7 Haziran seçimleri, Türkiye’de dengeleri değiştirdi, yeni bir yapıyı zorunlu kıldı. Bu sonuçlarla 13 yıla yakın süredir iktidarda olan Ak parti dahil hiçbir parti tek başına hükümeti kuramıyor. Muhalefet partileri biraraya gelemiyor. Bu durumda AKP-MHP veya AKP-CHP koalisyonu kurulma ihtimali yüksek. Bu koalisyon hükümetlerinden biri de kurulamazsa erken seçime gidilecek.
İşte tam bu noktada iş dünyası, tüm partilere çağrıda bulunuyor ve “Erken seçime gitmeyin, biraraya gelin, koalisyon hükümetini kurun” diyor.

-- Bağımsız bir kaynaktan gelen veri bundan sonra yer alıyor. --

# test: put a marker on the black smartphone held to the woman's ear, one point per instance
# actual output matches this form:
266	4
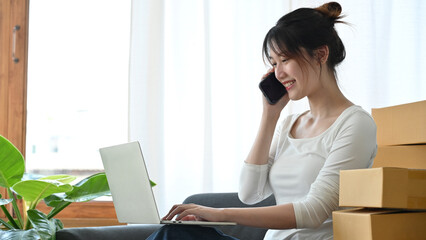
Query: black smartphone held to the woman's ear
273	89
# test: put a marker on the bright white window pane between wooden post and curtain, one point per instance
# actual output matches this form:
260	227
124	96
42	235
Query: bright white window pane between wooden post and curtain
77	99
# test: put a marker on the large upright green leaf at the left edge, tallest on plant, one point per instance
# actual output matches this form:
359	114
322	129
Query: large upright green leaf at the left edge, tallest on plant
12	165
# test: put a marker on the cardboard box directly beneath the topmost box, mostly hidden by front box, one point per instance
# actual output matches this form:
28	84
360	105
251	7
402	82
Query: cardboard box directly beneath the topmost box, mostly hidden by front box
407	156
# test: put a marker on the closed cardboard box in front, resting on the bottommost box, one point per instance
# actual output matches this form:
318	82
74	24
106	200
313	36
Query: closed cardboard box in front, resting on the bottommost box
383	188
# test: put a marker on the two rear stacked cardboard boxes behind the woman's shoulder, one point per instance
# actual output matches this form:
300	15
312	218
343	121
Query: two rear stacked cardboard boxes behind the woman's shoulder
401	136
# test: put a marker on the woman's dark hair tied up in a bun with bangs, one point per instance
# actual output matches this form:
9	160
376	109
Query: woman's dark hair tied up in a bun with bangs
308	29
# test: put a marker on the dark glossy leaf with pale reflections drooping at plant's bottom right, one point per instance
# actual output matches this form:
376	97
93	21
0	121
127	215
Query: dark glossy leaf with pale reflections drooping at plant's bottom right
45	228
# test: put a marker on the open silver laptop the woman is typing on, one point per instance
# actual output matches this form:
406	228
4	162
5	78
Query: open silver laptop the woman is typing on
130	187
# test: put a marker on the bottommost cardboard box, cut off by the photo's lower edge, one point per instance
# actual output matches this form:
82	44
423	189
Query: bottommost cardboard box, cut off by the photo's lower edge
367	224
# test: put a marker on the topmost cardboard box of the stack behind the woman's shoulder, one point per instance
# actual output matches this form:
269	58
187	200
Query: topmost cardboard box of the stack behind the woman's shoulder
401	124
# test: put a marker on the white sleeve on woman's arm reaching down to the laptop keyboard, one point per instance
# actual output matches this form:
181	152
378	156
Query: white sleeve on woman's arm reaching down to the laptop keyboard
354	147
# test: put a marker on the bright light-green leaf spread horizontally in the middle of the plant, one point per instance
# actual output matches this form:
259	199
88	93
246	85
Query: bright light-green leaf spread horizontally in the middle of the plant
33	190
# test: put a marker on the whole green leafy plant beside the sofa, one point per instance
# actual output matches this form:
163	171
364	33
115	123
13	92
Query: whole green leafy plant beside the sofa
55	190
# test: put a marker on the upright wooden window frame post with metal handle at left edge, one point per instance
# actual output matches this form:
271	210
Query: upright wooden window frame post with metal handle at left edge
13	74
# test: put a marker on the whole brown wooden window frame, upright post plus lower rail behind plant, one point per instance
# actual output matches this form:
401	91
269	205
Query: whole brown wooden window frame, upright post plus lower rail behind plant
13	107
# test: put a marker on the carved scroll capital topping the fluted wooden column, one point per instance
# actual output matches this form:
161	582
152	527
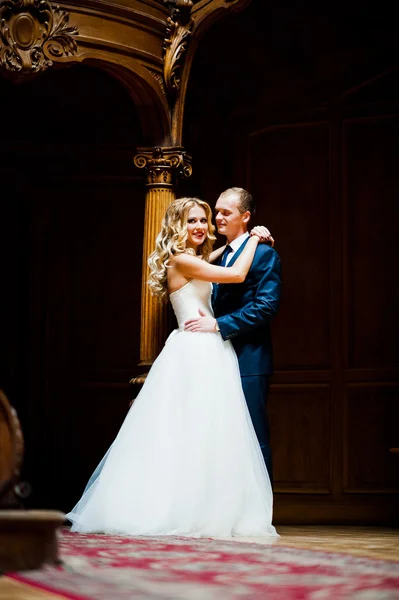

Turcomoney tam da bu noktada, iş dünyasının nabzını tuttu, önde gelen isimlerin görüşlerini aldı. Peki iş dünyası, yeni hükümetten ne istiyor, ne bekliyor? İşte bu soruların cevabını hazırladığımız dosyada bulacaksınız.
Bu noktada önemli bir hususu belirtmek isterim. Şu anda koalisyon zorunluluğu nedeniyle siyasi ortamda ve iş çevrelerinde bir belirsizlik, bir gerginlik var. Kimileri buna,“hükümet kurulamama krizi” de diyebilir. Varsayalım ki bir kriz durumu sözkonusu. O halde bu krizi niye fırsata çevirmeyelim? Bu koalisyon hükümeti ile Türkiye’de kutuplaşmalar azaltılabilir, yükselen tansiyon düşürülebilir, çoktandır unuttuğumuz toplumsal uzlaşma sağlanabilir, sağlam bir hukuki ve demokratik yapı kurulabilir, güvenilir bir yargı sistemi oluşturulabilir, çağdaş, demokratik bir anayasa yapılabilir. Seçim barajı yüzde 5’e veya yüzde 3’e indirilerek toplumun tüm kesimlerinin Meclis’te temsil edilmesi sağlanabilir. Yolsuzlukların önünü kapatacak düzenlemelerle temiz bir siyaset tesis edilebilir. Seçimlerde vaat edilen projeler hayata geçirilerek gelir dağılımı önemli ölçüde düzeltilebilir. Yani kriz gibi görünen bu belirsizlik ortamı, büyük bir fırsata çevrilebilir.
Olabilir mi?
Zor, ama imkansız değil. Umarız partiler ve liderleri, bu adımı atar, Türkiye ve Türk halkı rahat bir nefes alır.